The day of the interview I dialed the phone number I’d been given, and I immediately recognized Wynonna’s deep, earthy voice. I started by saying how much her book had touched my heart, and soon we were talking and laughing like old friends.
She asked me to call her Wy, and she called me “sister-friend,” an expression that reminded me of the movie, The Divine Secrets of the Ya-Ya Sisterhood. It’s a term more commonly used in the south, but it feels like it has roots in the African culture. When Wynonna said it, I felt like I was part of her tribe. It conjured up images of women in a simpler, though not easier time, who watch out for each other. Sister-friends give you counsel, keep your secrets, take your hand and hold your heart.
When I mentioned the 15-minute time constraint, Wynonna laughed and said that her publicist was trying to protect her. “She knows when I start talking, I can keep going.” Sure enough 15 minutes turned into 90 as Wynonna opened her heart and shared her personal thoughts, feelings and pain.
LIFE LESSON – Don’t accept defeat! Work with what you are given and turn it around.
The first question I asked was what three words best described her. Wynonna answered “Wounded, passionate, and healing.” She blew me away then just as she did when she talked with Oprah.
Wynonna inspires me with her courageous fragility, her powerful tenderness, and her complex simplicity. After we hung up, I just sat there quietly basking in the spiritual glow that comes when two human beings connect heart-to-heart, soul-to-soul, even if only for a brief time.
You can ready my full interview by clicking on Up Close and Personal with Wynonna Judd.
In 2010, Wynonna and Naomi decided to go out on their “Last Encore Tour” – their first in ten years. Wy had lost 60 pounds and said she felt more alive.
From the first episode to the last, I was riveted to the screen watching how open, honest, and vulnerable mother and daughter were with each other, especially knowing that millions of people would be watching. It’s impressive anytime anyone is willing to let go of their ego, but in Wynonna and Naomi’s case, it is extraordinary, because when you are famous it’s even more difficult to give up the facade.

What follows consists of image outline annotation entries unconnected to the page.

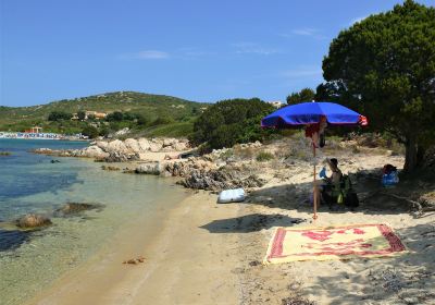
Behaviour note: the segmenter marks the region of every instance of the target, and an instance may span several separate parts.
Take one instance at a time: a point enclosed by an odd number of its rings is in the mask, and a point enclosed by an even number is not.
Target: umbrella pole
[[[313,157],[314,157],[314,174],[313,174],[313,204],[314,204],[314,215],[313,215],[313,219],[318,219],[318,183],[315,181],[315,142],[314,142],[314,137],[312,137],[312,145],[313,145]]]

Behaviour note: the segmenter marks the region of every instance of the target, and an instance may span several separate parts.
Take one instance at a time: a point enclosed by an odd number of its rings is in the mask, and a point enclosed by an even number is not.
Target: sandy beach
[[[283,304],[287,297],[313,304],[433,304],[435,215],[414,219],[401,212],[332,213],[321,208],[313,223],[309,208],[217,205],[215,199],[206,192],[192,194],[152,236],[135,223],[28,304]],[[306,222],[294,224],[295,219]],[[386,221],[410,254],[260,263],[275,225]],[[122,264],[139,255],[146,257],[144,264]]]
[[[235,206],[217,207],[215,196],[191,195],[160,232],[150,236],[136,222],[28,304],[237,304],[238,236],[200,228],[237,213]],[[146,261],[122,264],[137,256]]]
[[[343,150],[340,168],[344,173],[375,172],[385,154]],[[398,168],[403,161],[401,156],[387,158]],[[381,194],[356,211],[321,206],[314,221],[308,200],[310,163],[274,162],[257,164],[268,183],[249,190],[244,203],[216,204],[213,192],[186,191],[186,199],[151,223],[138,215],[90,260],[27,304],[434,304],[434,212],[417,217],[406,202]],[[254,170],[256,163],[249,164]],[[373,184],[369,178],[355,181],[359,192]],[[261,264],[276,227],[360,223],[388,223],[409,253]],[[145,263],[123,264],[137,257]]]

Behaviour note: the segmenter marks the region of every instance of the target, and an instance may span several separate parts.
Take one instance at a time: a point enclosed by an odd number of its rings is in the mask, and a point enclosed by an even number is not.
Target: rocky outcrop
[[[222,191],[236,187],[261,187],[265,181],[257,175],[241,176],[235,171],[194,171],[179,184],[188,188]]]
[[[156,175],[159,175],[161,172],[162,172],[162,167],[160,162],[141,163],[135,170],[135,173],[156,174]]]
[[[105,162],[126,162],[146,159],[146,152],[185,151],[189,148],[187,139],[177,138],[127,138],[125,141],[114,139],[111,142],[97,141],[89,147],[83,149],[51,150],[38,148],[36,154],[51,155],[58,157],[85,157],[95,158]]]
[[[60,209],[57,209],[55,211],[58,213],[60,212],[63,215],[71,215],[71,213],[77,213],[80,211],[99,209],[99,208],[101,208],[101,205],[86,204],[86,203],[67,203]]]
[[[22,229],[41,228],[52,224],[51,220],[45,216],[28,213],[15,221],[16,227]]]

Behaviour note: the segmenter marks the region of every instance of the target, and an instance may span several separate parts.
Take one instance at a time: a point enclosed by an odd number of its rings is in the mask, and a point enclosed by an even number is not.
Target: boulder
[[[175,151],[183,151],[183,150],[187,150],[188,145],[185,142],[178,142],[172,145],[173,149]]]
[[[90,210],[100,208],[97,204],[86,204],[86,203],[67,203],[62,208],[57,209],[57,212],[62,212],[64,215],[77,213],[84,210]]]
[[[159,152],[163,148],[163,143],[162,142],[150,142],[150,151],[152,152]]]
[[[127,138],[126,141],[124,141],[125,146],[127,147],[127,149],[129,149],[133,152],[141,152],[141,148],[139,146],[139,143],[134,139],[134,138]]]
[[[48,217],[41,216],[41,215],[36,215],[36,213],[28,213],[23,216],[22,218],[17,219],[15,221],[16,227],[23,228],[23,229],[29,229],[29,228],[40,228],[40,227],[47,227],[52,224],[51,220]]]
[[[109,142],[105,151],[109,152],[109,154],[112,154],[112,152],[117,152],[117,154],[129,152],[127,147],[125,146],[124,142],[122,142],[120,139],[114,139],[112,142]]]
[[[265,181],[257,175],[241,176],[236,171],[195,170],[179,184],[188,188],[222,191],[238,187],[261,187]]]
[[[105,152],[99,146],[89,146],[82,149],[82,156],[88,158],[105,158],[109,157],[109,152]]]
[[[148,151],[148,150],[150,150],[150,143],[149,143],[148,139],[141,137],[141,138],[139,138],[139,139],[137,141],[137,144],[139,145],[141,151]]]
[[[141,163],[135,170],[136,173],[145,173],[145,174],[160,174],[162,172],[162,167],[160,162],[148,162]]]

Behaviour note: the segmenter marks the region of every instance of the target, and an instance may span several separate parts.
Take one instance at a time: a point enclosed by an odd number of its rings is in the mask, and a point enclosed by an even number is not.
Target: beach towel
[[[276,228],[263,264],[388,257],[406,252],[387,224]]]

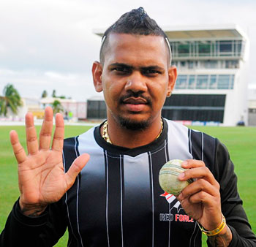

The moments leading up to the tour as well as the actual tour were all taped for a six-part series called The Judds that aired on Oprah’s OWN network.
Wynonna, 46, credited her life coach for talking her into the TV documentary.
“He said, ‘To see how far you guys have come, you have to do this because you deserve to celebrate where your relationship is now.’ So we said yes,” Wynonna said.
“I hope this show can be a testimony to what happens when you are ready to show up and roll your sleeves up, and get real and let secrets fly and lift the veil and be known.”
-Wynonna Judd
Lori
I enjoyed reading this article on Wynonna Judd. She truly is an inspiration. Thanks so much.
Sandy Wyatt
I love reading anything you write…and I thoroughly enjoyed this article. What a touching story. I never knew much about the Judds, but I love success stories of people who struggle, especially with weight. I liken my relationship with food to that of an alcoholic with booze! I love the inspiration in this article. You always keep my attention! Plus…my two girls have influenced me with their love of country music, which I didn’t think I’d ever be able to embrace, but I’m hooked!
marsala
Thank you for your kind words. It’s readers like you who inspire me. Celebrities have their frailties, the same as we all do. It’s great when we can gain strength and confidence from those who have every fault and flaw magnified in front of millions. No one’s life is perfect. We all need to appreciate what we have.